Yma dá adeus a 2020
O plano original da Yma era trazer o sucessor de seu ótimo disco de estreia Par de Olhos ainda em 2020, mas, como aconteceu com todo mundo, ela teve de mudar completamente de ideia. “Durante o ano, fui registrando tudo o que vinha, como vinha, sem peso, julgamento, pretensão ou expectativa, como mero exercício criativo para manter as ideias em movimento”, lembra a cantora e compositora paulistana. Estou começando o processo de ouvir com cuidado esses registros e a partir disso refletir e elaborar, se singles, disco, ou seja lá, o que virá”. Assim, encerra seu 2020 com o single “White Peacock” que, como o single que lançou no meio do ano, “No Aquário”, já estava no repertório dos shows e chega ao público em primeira mão pelo Trabalho Sujo.
Balada oitentista com leve toque psicodélico e o sax mais rasgado que você vai ouvir em 2020, o novo single, parceria da cantora com o amigo Zé Motta, já tem dois anos: “Fiquei extasiada, lia aquele conjunto de palavras e sentia um quê de misticismo. belo e surreal, ao mesmo tempo que me trazia imagens caóticas, de um concreto sujo numa cidade agitada as pessoas apressadas.. certamente me conectei de cara”, aos poucos ela compôs a melodia e juntos foram adaptando as palavras para a nova canção. “Um bom tempo depois, durante um ensaio com a banda, comecei a tocá-la na guitarra e a turma foi entrando na onda. Não demorou muito pra música entrar no repertório do show. no fim, me peguei apaixonada por ela e resolvi gravar.”

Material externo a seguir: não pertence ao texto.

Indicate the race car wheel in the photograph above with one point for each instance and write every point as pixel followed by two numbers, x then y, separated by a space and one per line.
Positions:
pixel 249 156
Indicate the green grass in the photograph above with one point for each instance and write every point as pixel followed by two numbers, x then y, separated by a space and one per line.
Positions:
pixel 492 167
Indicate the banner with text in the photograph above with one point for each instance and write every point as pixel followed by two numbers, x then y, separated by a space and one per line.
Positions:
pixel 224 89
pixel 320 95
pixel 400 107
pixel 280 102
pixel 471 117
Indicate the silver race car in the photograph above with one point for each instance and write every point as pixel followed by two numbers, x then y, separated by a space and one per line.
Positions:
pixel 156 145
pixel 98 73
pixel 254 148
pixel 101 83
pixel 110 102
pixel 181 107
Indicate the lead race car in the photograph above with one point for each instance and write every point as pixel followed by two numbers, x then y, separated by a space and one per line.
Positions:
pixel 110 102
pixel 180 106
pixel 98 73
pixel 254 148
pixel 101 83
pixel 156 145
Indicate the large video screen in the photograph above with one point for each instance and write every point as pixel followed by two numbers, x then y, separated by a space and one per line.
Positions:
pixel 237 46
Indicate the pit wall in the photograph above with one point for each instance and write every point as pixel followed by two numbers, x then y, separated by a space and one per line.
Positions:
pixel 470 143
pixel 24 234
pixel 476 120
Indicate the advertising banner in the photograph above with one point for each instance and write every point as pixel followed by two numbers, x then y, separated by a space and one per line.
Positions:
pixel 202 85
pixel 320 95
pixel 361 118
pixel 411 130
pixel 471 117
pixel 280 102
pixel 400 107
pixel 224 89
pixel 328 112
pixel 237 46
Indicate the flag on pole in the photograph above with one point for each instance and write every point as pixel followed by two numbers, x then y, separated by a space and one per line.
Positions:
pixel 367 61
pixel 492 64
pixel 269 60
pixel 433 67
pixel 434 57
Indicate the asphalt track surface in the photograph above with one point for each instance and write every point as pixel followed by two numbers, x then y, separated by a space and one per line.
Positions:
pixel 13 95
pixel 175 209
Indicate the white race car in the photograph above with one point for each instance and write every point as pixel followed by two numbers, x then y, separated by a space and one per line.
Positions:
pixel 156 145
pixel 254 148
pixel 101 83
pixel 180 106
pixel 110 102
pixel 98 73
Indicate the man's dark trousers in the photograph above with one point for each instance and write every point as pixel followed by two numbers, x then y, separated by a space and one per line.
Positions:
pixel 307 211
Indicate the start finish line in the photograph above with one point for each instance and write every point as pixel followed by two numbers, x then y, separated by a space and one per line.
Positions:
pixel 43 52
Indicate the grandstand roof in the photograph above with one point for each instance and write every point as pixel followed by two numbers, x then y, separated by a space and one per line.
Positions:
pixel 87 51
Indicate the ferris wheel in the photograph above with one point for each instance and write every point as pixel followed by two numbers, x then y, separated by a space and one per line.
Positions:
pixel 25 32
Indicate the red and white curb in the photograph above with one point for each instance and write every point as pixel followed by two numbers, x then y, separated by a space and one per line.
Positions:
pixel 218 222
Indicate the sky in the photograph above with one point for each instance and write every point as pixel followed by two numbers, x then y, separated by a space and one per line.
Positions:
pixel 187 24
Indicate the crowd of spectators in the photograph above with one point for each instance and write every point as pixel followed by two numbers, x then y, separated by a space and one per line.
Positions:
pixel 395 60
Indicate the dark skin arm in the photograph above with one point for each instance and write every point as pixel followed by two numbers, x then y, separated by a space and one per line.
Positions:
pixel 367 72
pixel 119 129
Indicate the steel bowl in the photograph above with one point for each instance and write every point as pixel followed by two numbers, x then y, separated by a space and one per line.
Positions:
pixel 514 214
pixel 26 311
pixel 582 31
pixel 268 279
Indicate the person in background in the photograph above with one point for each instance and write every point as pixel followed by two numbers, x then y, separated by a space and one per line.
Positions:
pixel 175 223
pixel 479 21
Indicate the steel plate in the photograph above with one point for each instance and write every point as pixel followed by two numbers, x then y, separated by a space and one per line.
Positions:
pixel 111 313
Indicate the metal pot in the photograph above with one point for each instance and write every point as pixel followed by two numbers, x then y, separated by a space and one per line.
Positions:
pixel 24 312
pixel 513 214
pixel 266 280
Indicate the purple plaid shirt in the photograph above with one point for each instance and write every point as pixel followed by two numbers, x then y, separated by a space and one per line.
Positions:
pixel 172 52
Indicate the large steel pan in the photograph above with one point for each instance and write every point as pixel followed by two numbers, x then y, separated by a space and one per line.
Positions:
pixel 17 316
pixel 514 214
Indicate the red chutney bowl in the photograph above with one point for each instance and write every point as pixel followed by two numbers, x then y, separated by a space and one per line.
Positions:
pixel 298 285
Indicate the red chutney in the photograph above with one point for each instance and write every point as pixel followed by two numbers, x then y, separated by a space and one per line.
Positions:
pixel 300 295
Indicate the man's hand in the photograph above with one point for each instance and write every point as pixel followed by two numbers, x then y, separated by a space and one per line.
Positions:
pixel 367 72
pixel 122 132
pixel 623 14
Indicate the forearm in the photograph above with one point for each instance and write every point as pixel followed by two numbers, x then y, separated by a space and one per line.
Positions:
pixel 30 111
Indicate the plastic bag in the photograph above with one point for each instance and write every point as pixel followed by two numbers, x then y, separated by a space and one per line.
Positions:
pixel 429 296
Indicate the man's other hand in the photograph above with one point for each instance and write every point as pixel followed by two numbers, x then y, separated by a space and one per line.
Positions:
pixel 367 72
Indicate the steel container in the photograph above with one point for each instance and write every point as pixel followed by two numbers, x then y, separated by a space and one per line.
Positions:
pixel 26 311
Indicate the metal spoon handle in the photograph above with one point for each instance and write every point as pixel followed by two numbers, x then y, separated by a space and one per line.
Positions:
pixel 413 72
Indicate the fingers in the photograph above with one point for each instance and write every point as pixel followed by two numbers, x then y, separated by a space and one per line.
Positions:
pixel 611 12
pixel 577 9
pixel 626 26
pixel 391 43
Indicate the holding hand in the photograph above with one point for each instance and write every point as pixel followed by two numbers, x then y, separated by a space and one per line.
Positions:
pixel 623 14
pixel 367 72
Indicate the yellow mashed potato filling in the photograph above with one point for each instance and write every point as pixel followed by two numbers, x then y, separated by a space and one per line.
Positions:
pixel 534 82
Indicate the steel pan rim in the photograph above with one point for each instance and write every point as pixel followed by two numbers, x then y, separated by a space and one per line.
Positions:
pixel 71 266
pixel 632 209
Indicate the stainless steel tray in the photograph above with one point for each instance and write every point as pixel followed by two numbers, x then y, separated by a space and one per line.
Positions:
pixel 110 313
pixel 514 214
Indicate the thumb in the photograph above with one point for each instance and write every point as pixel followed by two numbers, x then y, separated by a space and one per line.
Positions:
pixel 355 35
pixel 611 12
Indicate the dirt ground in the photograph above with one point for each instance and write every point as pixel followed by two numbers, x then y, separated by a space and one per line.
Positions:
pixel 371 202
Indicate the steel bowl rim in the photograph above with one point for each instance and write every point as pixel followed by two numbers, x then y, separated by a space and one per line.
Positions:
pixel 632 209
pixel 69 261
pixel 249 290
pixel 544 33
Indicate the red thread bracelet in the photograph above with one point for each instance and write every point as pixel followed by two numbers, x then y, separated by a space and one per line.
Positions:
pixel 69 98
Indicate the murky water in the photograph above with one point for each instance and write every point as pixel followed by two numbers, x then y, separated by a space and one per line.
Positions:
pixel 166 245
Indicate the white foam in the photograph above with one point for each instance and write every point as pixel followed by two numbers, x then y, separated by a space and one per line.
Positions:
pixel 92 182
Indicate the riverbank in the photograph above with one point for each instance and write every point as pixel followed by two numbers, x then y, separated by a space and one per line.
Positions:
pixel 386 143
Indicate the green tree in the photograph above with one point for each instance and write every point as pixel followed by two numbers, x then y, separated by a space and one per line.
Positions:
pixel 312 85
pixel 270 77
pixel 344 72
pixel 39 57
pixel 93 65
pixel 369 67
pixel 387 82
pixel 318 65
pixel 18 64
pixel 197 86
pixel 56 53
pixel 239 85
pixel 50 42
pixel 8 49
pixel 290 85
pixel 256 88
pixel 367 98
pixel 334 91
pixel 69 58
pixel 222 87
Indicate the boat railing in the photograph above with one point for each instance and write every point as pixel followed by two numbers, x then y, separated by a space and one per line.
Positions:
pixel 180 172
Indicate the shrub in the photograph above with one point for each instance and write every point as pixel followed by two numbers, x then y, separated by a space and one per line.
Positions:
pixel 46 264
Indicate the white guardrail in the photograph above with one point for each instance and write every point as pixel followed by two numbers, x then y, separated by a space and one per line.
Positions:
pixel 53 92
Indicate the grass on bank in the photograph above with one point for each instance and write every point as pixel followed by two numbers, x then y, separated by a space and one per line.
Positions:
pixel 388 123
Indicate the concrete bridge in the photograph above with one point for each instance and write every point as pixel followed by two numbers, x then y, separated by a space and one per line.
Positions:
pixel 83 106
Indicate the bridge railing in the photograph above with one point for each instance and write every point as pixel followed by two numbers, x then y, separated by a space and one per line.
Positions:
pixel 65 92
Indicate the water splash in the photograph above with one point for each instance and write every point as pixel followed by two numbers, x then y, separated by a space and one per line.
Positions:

As gravações começaram no ano passado, conduzidas por seu produtor e companheiro Fernando Rischbieter. E o solo rasgado que caracteriza a faixa veio logo depois, quando o saxofonista alemão Humphrey Heim viu um de seus shows e se dispôs a colaborar. “E eu que sou perdidamente louca por saxofones, senti uma boa intuição e topei na hora”, lembra Yma. “No dia de gravar com ele ficamos um tempão refletindo sobre a relação entre o pavão do título e o solo de sax e fomos fundo – de repente ele estava ali, no estúdio, gritando. Era o pavão gritando de dentro dele em forma de solo de sax. Nunca fiquei tão arrepiada numa gravação.”
Ela comenta sobre os singles que lançou esse ano e sua relação com o próximo álbum. “Esses dois singles são experiências isoladas – e apesar de haver entre elas uma certa relação com a fase Par de Olhos, por terem estado presentes nos shows -, acho que já começam a apontar, de leve, para esses novos lugares. então certamente é um período de transição.” O disco, no entanto, ainda é um mistério: “Esse ano foi completamente atípico e assombroso, pra mim e talvez para toda humanidade. Criar, experimentar música e arte, pelo menos da maneira que eu conhecia, não pôde ser uma prioridade. A meta era manter a mente sã e imunidade lá em cima.”
Ela se aprofunda sobre sua relação com o isolamento social deste ano. “No primeiro semestre eu só enlouqueci, tive uma dificuldade imensa de me conectar com a realidade, no sentido mais literal possível. Acordava e todos os dias não estava ali. Estava fora. Fora do corpo e da mente. O medo dominava meus pensamentos. Cresci ouvindo meu pai falar em previsões catastróficas, das mais diversas linhas místicas, então meu imaginário de fim de mundo é aquele bem clichê do cinema sensacionalista, onde tudo acontece ao mesmo tempo; pandemias, o mar engolindo tudo, mercados vazios, alienígenas, crise hídrica, podres poderes, guerra civis.. Pera, agora, escrevendo assim, aos poucos, os filmes não parecem mais tão distantes, né?”, ri desesperada.
“Por acaso, fiquei uns dias sozinha em casa. Ter ficado sozinha foi crucial pra conseguir me reconectar. não apenas sozinha, mas em silêncio. Nua com aqueles pensamentos todos. Comecei primeiro a provocá-los, indagá-los e por fim aceitá-los. Acho que foi um movimento que quebrou com os padrões que eu havia criado. Depois foi tudo voltando pro lugar. Não existe fórmula, mas foi o caminho que encontrei – e assim sigo, tentando enfrentar os medos, sempre sonhando com solos de sax.” “White Peacock” está disponível nas plataformas digitais nesta sexta e terá clipe no ano que vem.